We recently worked with an excellent monitor tech (someone who specializes in the sound musicians hear onstage, as opposed to the sound the audience hears). He had an uncanny ability to intuit the subtle differences between the mixes the members of our band need to play their roles effectively. He had just come off a brief stint doing monitors for LDR, and—naturally—we wanted to know what her mix was like, what she hears in her acoustically isolated earpieces while the band is playing. Grinning, he revealed that her mix is “Batcave karaoke”: her vocal, mostly alone, drowned in a cavernous reverb. I was, of course, thrilled by this. 

You could take this as evidence for either position: Either she is so absent, vacant, so simultaneously shy and vain that she can only bear to hear her own voice as if it is bouncing off the Grand Canyon, or she is a savvy operator who understands the parameters of her character so clearly that of course her mix is just her at the bottom of an empty pool, the band and the audience fading into the muted ending of a long reverb tail.

The reason the question annoys me is because, like any great artist—like Girlpool—the answer has to be both and neither. Quantum physicists have successfully placed atoms in multiple states at the same time (which they call “cat states,” after Schrödinger), a fact that we all seem to be relatively cool with, even in the absence of evidence that you or I could understand (the consequences are more metaphoric than scientific). Lana Del Rey charms me because she is a very good performer: she takes a sincerely felt emotional state and transforms it into a shareable experience, one that she can replicate night after night. She knows and she doesn’t know; I’m not sure why we need anything else. “Yeah, I’m both!” Drake shouts, giving the game away. 

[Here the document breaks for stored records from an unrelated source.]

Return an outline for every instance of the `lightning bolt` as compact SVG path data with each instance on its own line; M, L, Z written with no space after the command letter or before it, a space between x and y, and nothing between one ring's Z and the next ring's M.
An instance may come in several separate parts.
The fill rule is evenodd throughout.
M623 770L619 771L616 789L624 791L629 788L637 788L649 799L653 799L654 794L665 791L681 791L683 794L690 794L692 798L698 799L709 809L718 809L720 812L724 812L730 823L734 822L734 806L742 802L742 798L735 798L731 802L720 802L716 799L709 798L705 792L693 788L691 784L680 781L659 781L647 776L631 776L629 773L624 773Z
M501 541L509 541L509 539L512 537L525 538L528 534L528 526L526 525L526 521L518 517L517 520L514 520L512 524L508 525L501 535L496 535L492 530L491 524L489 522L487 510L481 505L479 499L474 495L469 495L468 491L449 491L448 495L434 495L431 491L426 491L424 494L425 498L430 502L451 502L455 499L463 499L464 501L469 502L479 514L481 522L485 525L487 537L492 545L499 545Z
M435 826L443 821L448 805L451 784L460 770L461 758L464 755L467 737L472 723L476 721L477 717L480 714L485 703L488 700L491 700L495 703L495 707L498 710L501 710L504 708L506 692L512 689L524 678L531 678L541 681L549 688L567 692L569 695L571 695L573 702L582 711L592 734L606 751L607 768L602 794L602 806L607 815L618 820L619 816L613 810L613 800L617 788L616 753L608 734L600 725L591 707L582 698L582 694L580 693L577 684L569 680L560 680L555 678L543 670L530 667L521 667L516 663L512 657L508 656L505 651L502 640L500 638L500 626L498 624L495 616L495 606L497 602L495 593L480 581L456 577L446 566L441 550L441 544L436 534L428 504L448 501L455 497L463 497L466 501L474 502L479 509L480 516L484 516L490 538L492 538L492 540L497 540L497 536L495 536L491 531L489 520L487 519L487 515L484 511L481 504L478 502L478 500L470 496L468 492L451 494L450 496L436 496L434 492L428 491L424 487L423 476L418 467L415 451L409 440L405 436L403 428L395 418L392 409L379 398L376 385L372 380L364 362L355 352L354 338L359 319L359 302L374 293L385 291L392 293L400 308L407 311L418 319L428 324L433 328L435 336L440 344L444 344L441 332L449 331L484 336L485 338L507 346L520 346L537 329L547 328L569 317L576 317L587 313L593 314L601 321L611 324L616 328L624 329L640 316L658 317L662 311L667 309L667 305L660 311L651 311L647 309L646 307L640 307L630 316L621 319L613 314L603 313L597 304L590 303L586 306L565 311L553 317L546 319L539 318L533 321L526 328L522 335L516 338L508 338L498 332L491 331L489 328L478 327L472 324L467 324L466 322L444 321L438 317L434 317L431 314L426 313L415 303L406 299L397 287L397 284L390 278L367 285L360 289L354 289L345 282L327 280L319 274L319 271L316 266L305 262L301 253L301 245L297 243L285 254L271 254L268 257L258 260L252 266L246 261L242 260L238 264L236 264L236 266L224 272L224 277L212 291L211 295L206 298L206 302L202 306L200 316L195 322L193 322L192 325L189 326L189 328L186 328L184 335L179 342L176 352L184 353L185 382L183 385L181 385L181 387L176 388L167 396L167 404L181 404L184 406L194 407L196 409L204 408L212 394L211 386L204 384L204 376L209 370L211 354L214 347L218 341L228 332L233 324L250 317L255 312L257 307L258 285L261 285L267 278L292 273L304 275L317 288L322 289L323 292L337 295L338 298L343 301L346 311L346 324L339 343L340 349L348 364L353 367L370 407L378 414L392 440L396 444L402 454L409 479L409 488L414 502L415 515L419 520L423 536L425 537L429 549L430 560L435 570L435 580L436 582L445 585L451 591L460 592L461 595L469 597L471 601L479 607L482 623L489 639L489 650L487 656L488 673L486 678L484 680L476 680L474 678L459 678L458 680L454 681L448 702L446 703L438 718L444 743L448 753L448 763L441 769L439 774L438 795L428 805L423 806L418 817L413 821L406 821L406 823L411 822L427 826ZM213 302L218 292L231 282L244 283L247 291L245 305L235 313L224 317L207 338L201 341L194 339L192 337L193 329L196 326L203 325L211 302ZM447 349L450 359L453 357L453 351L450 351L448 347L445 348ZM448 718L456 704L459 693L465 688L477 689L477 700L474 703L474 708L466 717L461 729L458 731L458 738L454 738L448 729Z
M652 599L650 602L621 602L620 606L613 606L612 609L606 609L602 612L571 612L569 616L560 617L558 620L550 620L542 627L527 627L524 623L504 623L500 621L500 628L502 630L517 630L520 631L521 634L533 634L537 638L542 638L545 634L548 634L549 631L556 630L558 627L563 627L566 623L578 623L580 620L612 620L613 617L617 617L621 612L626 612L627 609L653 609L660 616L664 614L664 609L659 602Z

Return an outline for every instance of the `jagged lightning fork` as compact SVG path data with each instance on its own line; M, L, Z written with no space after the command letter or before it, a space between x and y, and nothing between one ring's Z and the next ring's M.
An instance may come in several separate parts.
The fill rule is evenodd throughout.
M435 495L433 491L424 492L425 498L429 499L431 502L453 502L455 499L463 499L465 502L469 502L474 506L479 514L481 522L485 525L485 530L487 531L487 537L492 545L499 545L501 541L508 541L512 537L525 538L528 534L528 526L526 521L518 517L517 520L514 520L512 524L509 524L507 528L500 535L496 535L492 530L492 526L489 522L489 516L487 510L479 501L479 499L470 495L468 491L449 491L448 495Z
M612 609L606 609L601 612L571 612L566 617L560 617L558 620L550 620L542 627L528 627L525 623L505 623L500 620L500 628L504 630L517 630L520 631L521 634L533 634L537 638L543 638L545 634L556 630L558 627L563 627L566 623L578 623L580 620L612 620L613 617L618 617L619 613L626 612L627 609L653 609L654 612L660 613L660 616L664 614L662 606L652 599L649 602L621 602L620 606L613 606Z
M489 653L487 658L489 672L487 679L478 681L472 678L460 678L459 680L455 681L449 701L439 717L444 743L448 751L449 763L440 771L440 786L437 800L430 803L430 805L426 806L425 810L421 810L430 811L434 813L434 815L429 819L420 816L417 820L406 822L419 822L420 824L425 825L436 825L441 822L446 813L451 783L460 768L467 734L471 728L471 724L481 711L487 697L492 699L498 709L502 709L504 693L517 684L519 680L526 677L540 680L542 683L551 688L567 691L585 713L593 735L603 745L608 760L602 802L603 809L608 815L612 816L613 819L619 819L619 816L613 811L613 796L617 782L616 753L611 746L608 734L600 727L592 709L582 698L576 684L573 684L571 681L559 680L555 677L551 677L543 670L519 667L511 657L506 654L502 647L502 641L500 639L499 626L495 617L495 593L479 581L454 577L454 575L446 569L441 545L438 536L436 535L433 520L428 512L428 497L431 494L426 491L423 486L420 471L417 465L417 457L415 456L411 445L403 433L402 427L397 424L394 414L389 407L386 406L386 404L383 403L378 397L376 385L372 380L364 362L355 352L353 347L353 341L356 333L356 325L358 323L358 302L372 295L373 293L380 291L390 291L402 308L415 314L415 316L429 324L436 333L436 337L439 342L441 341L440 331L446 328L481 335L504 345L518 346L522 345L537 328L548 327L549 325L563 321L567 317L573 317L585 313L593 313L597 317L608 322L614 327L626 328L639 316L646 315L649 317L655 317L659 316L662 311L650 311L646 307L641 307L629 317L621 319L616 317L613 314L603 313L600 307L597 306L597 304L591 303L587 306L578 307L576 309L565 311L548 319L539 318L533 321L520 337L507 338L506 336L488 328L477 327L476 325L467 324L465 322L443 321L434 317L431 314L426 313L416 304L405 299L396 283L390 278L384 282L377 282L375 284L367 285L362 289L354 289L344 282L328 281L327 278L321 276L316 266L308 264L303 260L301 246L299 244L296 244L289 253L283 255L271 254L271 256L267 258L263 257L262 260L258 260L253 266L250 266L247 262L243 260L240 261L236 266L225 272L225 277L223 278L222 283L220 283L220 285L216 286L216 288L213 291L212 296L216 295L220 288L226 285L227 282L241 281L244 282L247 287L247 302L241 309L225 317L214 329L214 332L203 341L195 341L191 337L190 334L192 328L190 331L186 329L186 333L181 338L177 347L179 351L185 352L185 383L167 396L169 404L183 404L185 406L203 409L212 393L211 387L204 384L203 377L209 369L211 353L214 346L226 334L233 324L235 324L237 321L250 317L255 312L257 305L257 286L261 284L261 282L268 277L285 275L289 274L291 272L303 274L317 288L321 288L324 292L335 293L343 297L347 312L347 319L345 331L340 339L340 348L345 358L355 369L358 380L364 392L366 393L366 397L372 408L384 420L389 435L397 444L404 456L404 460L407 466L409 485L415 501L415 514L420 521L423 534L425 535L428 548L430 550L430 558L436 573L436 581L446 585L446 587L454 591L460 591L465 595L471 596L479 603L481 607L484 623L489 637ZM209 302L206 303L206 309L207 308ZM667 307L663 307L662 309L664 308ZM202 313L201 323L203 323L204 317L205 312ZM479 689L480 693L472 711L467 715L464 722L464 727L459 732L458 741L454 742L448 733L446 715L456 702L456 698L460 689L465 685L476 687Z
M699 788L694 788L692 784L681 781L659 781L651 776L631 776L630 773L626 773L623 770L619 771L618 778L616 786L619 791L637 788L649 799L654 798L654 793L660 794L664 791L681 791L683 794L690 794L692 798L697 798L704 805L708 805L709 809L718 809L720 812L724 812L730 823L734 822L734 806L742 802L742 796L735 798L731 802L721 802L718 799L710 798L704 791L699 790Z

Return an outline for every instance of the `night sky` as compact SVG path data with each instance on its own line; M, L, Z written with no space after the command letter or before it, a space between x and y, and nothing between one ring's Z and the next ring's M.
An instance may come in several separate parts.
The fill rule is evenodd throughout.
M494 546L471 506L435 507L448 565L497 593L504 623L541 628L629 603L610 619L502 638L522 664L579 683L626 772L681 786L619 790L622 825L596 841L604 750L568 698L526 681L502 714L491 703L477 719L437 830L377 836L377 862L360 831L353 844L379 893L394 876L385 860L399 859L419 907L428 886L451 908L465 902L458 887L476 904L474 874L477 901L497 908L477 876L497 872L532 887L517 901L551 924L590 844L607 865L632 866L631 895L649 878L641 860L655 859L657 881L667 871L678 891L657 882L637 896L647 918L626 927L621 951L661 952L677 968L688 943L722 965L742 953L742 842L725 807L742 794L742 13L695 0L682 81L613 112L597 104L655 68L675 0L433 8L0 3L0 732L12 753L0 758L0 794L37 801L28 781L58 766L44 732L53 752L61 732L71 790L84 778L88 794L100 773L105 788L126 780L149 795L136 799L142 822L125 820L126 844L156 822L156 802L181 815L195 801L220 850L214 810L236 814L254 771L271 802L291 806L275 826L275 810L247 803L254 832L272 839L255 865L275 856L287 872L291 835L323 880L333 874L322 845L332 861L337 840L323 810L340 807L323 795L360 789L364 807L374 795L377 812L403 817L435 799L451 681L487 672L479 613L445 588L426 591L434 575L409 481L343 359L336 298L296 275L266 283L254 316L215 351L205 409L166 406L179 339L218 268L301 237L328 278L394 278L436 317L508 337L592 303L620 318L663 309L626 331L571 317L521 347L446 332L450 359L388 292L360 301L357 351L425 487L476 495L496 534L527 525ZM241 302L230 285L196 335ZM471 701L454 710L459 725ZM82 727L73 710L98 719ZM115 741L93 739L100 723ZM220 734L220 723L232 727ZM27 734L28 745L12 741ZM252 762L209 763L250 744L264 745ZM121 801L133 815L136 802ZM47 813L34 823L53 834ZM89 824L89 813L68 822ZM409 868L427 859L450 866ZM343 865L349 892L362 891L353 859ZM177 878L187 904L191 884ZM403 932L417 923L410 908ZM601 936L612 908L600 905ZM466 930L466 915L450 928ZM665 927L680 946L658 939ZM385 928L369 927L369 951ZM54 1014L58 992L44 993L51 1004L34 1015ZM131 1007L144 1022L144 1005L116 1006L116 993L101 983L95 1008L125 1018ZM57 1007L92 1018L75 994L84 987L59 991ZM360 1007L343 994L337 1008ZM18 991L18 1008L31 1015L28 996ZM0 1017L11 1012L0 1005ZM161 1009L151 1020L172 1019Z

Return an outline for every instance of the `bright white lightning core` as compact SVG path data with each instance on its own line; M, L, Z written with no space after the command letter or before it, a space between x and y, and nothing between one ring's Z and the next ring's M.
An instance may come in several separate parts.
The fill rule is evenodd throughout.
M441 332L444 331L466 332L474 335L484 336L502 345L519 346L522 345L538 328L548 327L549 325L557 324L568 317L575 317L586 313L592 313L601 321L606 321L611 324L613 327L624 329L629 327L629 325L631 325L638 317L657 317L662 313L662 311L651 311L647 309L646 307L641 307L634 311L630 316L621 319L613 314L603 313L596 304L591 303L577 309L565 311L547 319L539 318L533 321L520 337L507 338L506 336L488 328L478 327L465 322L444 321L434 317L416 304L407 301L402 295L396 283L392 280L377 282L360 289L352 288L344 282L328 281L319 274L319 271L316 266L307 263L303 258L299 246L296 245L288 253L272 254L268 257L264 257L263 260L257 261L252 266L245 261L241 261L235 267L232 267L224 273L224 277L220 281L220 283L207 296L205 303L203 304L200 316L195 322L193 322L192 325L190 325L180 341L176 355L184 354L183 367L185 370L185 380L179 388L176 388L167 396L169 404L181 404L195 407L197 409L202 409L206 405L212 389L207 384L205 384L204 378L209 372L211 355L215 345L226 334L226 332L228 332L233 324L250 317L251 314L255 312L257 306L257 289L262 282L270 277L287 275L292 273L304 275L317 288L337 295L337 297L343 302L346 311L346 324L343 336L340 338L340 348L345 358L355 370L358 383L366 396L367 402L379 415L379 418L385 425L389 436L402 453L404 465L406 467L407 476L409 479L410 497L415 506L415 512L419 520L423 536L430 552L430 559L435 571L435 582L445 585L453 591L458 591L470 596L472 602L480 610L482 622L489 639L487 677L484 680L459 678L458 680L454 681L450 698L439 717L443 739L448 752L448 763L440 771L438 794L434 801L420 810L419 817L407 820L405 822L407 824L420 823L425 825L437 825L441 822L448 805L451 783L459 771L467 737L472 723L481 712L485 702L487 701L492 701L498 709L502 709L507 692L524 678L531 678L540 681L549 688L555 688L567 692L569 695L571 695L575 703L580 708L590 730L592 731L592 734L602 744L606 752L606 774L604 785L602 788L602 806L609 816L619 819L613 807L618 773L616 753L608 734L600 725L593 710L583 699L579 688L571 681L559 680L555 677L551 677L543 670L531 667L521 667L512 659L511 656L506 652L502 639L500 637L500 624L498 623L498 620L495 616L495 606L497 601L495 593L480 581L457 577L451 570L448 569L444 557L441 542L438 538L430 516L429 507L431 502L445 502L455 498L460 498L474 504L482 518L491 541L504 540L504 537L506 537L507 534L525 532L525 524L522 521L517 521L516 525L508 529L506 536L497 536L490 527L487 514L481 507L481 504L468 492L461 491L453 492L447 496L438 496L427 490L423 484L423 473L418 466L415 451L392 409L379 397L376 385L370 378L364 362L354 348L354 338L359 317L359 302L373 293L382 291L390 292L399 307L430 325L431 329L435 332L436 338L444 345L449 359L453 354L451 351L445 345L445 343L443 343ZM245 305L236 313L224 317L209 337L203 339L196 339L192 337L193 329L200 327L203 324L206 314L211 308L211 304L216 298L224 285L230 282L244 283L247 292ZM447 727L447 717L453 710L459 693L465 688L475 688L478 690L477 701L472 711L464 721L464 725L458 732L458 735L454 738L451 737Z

In Los Angeles, Connie, my partner’s dumb but affectionate cat, sits firmly on my chest and wakes me by impatiently kneading my neck. The sun warms me to consciousness and for a minute I am both awake and asleep, in my own cat state. 

The city is so big and lonely that it’s easier to think about it as a collection of safe harbors, people who you could say hello to if you needed to. Most of the time, I see myself as a vector on a map, my car whizzing around, blind to everyone else and their cars and their harbors. Los Angeles is—still—the largest radio market in the world, I think at least partly because it functions as a singularly communal space. “High rise, high / and sinks.” Sometimes, Girlpool songs feel to me like love letters from one car to another.

I’ve noticed that people I meet who I feel the most kinship with—people to whom I feel quietly drawn, as though by magnets—tend to refer to the most recent good thing they’ve experienced (films, books, music), as “the best ______ I’ve ever seen.” Conversely, I can tell I’m going to have friction with somebody when they are irritated by this verbal tic, who see it as naïveté or disingenuousness, who equate their in-the-moment objectivity to wisdom (I am being ungenerous here).

I have only met Harmony Tividad and Cleo Tucker briefly, but I feel like they might be the former: people who feel everything they see or read or hear as a coming-to-bear of everything else they’ve seen or read or heard, as if each new thing is a tiny puzzle piece that makes all the other things make a little more sense. In that sense: Powerplant is my favorite record.

1. This is all aside from the obvious: that a woman is never given sincere credit for her own performance of vapidity; there must be someone more knowing pulling the strings. All this about a woman who called her newest album Lust for Life; who has a song called “Summer Bummer”—she’s looking straight into the camera and giving us a big ol’ wink. In Todd Haynes’ lesbian dramas, men are big wet socks, bumbling, disproportionate lunks who have to be managed and coddled lest they bump into the furniture or set something on fire. I think about this a lot.